As with many of Thorne’s creations, her album had a small and careful beginning. “I started recording a lot of the songs at home in a similar way to Night Birds, thinking ‘that’s how I’ll make this next record’; recording songs as they come along. I had a gig coming up at The Basement, and Glen from Vitamin [Records] had been telling me ‘broaden your horizons for this next record’. I was a bit dubious…‘I don’t need a bag of session dudes to make a record’, but I sent some demos to his friend [drummer] Hamish Stuart. We played a show together and it was just such a fun gig. Afterwards Hame straight up expressed an interest in working with me on the next record. He asked who I imagined working with if I could have a dream team, and straight off I said ‘Chris Abrahams’, not really thinking there’d be any chance. Hame said: ‘Well, let’s ask him,’ I said ‘what, really?’ Then we invited [bassist] Dave [Symes] and spent a week in Hamish’s back shed. Initially I was quite reserved. I sat back for a few days and got more and more excited, their ideas were on the same page as mine, and beyond that, they were just delightful human beings. It just felt really easy. We booked a few days at Megaphon [Studios] in Sydney, just the three of us playing live. I took the sessions home and started pottering around.”

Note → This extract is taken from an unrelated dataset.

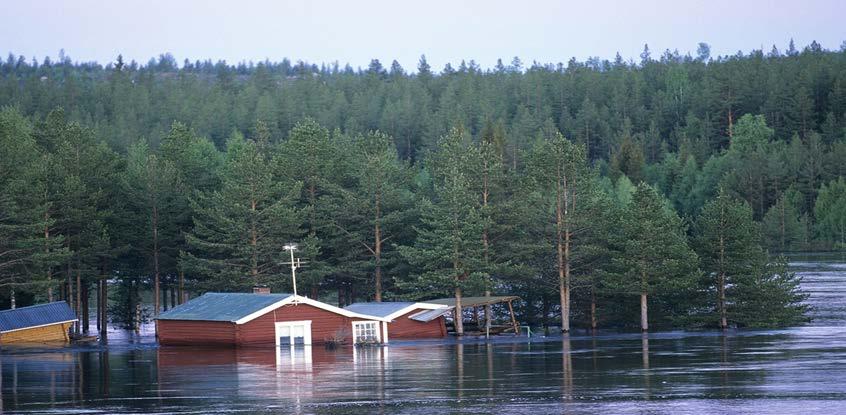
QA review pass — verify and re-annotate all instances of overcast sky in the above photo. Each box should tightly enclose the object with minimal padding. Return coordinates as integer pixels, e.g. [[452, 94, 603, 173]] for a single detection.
[[0, 0, 846, 70]]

Despite working in a professional studio for the first time and finding the luxury of time replaced by the tightness of professional musicianship, Thorne found a positive side to her initial intimidation. ”All the band tracks I’ve ever recorded before have been back to front; people playing along to my parts. I’ve always been amazed we’ve kind of pulled it off. I’ve always been able to do 17 million takes and delete them in the privacy of my own house,” she says laughing. “Knowing that Hamish and Dave were going to be right on it every time was scary, so it was a really good kick up the arse.” Whatever it’s taken, it’s clear that Black Across The Fields is finding Lucie Thorne new fans fast.